Media tycoon Jimmy Lai is escorted into a Hong Kong Correctional Services van outside the Court of Final Appeal in Hong Kong on February 1, 2021, after being ordered to remain in jail while judges consider his fresh bail application. (Photo by STR / AFP) (Photo by STR/AFP via Getty Images)
Media tycoon Jimmy Lai is escorted into a Hong Kong Correctional Services van outside the Court of Final Appeal in Hong Kong on February 1, 2021, after being ordered to remain in jail while judges consider his fresh bail application. (Photo by STR / AFP) (Photo by STR/AFP via Getty Images)

On Tuesday, Hong Kong pro-democracy publisher and activist Jimmy Lai repeated “not guilty” three times—once for each of the national security charges he’s facing in Hong Kong. He did not stand before a jury of his peers, but rather before three Hong Kong High Court judges, handpicked by the Beijing-backed chief executive of the region. The panel will, at the end of his likely months-long trial, decide whether Lai will spend the rest of his life behind bars.

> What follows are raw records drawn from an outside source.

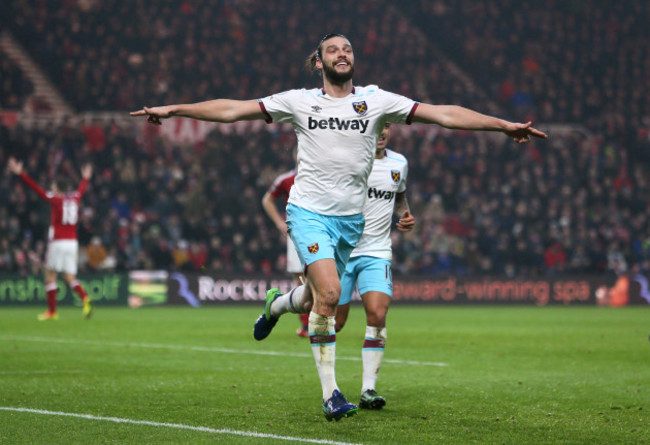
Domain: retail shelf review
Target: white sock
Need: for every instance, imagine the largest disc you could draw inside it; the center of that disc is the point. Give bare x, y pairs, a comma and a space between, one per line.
372, 355
323, 345
293, 301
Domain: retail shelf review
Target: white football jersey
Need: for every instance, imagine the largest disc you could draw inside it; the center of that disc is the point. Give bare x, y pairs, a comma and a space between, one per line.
336, 142
388, 177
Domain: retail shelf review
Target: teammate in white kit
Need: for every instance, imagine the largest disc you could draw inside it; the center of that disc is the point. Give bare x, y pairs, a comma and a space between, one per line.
369, 267
337, 128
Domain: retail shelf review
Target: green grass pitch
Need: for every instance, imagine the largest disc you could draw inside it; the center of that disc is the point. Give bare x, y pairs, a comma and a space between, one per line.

The 76 year old has spent more than 1,000 days in prison since his re-arrest in December 2020 on charges of sedition and colluding with foreign forces. The trial, which began on December 18 and has been called “unfair” by Lai’s attorneys, has become a test of Hong Kong’s judicial independence and the highest-profile example of deteriorating rule of law and fundamental freedoms in the “Special Administrative Region” as China tightens control of its sphere of influence.   

Lai is a Chinese-mainland-born, self-made billionaire who earned his fortune in the clothing industry before turning to publishing. He’s been a staunch pro-democracy activist and persistent nuisance to Beijing since the Chinese Communist Party (CCP) sent tanks to crush the Tiananmen Square rebellion in 1989, even declaring himself in late 2020 “a born rebel.” In 1995, Lai launched Apple Daily, a pro-democracy newspaper frequently critical of the CCP. When Hongkongers flooded the streets in 2019 to protest a Beijing-backed law that would have allowed Hong Kong natives to be extradited to mainland China for trial, reporters for Apple Daily covered the demonstrations and at times also encouraged them. Lai marched with protesters, as he had in several other pro-democracy demonstrations over the last few decades.